(Bloomberg) -- Chinese online Q&A service Zhihu Inc. is planning a second listing in Hong Kong that could raise about $300 million, according to people with knowledge of the matter.
The New York-traded company is working with advisers on the listing and could file as soon as this month, the people said, asking not to be identified as the information isn’t public.
Details of the offering such as size and timing are preliminary and subject to change, the people said. A representative for Zhihu didn’t immediately respond to requests for comment.
Zhihu joins a wave of U.S.-listed Chinese companies pursuing a trading foothold in Hong Kong as tensions between Washington and Beijing threaten mainland firms’ access to American capital markets. While the risks had previously come predominantly from the U.S. side, with regulators threatening to delist Chinese companies over an accounting dispute, the past six months have seen China’s government also tightening scrutiny on overseas listings.
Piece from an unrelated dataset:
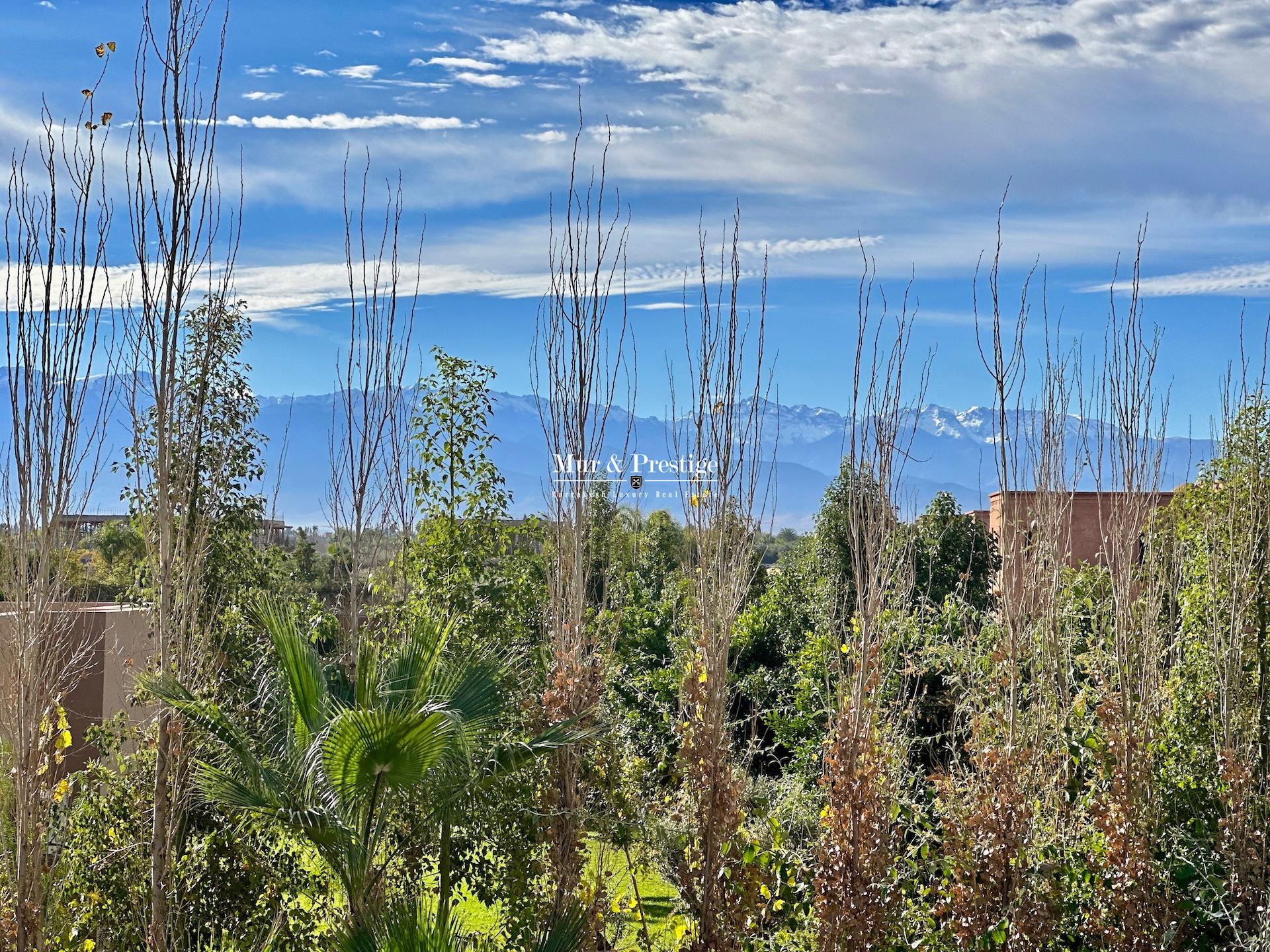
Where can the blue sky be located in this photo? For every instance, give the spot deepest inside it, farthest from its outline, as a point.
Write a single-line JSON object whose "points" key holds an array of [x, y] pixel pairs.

China’s securities watchdog at the end of last year unveiled sweeping new rules governing offshore share sales by the country’s companies, including requiring those in industries banned from foreign investment to seek a waiver from a negative list before proceeding. All companies with more than a million users will need to undergo a rigorous data security review before seeking foreign listings.
The flow of Chinese companies listing in New York came to an abrupt halt last year in the wake of Didi Global Inc.’s IPO in the summer, which went ahead despite Beijing voicing objections at the time. Subsequently U.S. regulators also paused approvals of listings by Chinese companies pending greater disclosure of the risks shareholders face.
Zhihu raised $523 million in a New York IPO in March last year, led by Credit Suisse Group AG, Goldman Sachs Group Inc. and JPMorgan Chase & Co. The company has shed about half of its market value since, as China’s regulatory clampdown has sent mainland firms’ share prices into a prolonged slump. It has a market capitalization of about $2.7 billion.